Lelaki itu tak mampu berucap. Kehabisan kata. Wajahnya yang merah terbakar nampak pias. Ada kengerian di matanya.

“Kak, semak yang kita lalui tadi itu dulu pernah jadi pemukiman penduduk. Tapi rumah dan penghuninya habis saat kerusuhan.”

“Kenapa tak dibangun lagi?” tanya saya ingin tahu. Teringat saya onggokan gereja tadi.

“Itu tanah orang. Yang punya telah dibantai, takkan torang tinggal dekat situ to.”

Saya tercekat. Kami lalu melalui gereja sederhana. Dari kayu. Juga rumah-rumah penduduk yang sangat sederhana. Laju motor menembus kampung yang ramai, ada masjid bagus di sana. Mayoritas penghuni Morotai memang muslim. Umumnya orang keturunan Ternate, Galela dan Tobelo. Bahasa yang mereka gunakan pun campuran ketiga bahasa daerah tersebut, ditambah bahasa pasar, bahasa sehari-hari maluku utara.

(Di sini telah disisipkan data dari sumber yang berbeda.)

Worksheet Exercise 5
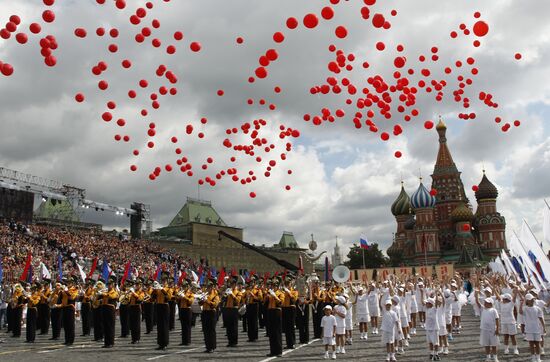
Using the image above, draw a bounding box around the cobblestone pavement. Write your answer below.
[0,308,544,362]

Orang-orang di kampung sangat ramah. Yang perempuan sibuk mencari kutu saat siang, yang lelaki bekerja di kebun. Ada sedikit persawahan di bagian timur, juga cengkeh, pala, dan jagung. Tanah umumnya kerontang. Meranggas. Listrik tak selalu menyala. Sinyal HP hanya milik telkomsel, itu pun hanya di dekat dermaga.

Nelayan hanya berada di sepanjang dermaga. Tak banyak. Ikan tore dan cakalang banyak dijual. Senang sekali melihat nelayan membawa hasil tangkapannya sore itu. Mungkin hanya ikan yang murah di sini. Hampir semua bahan pokok diambil dari Tobelo yang sudah dua kali lipat harganya.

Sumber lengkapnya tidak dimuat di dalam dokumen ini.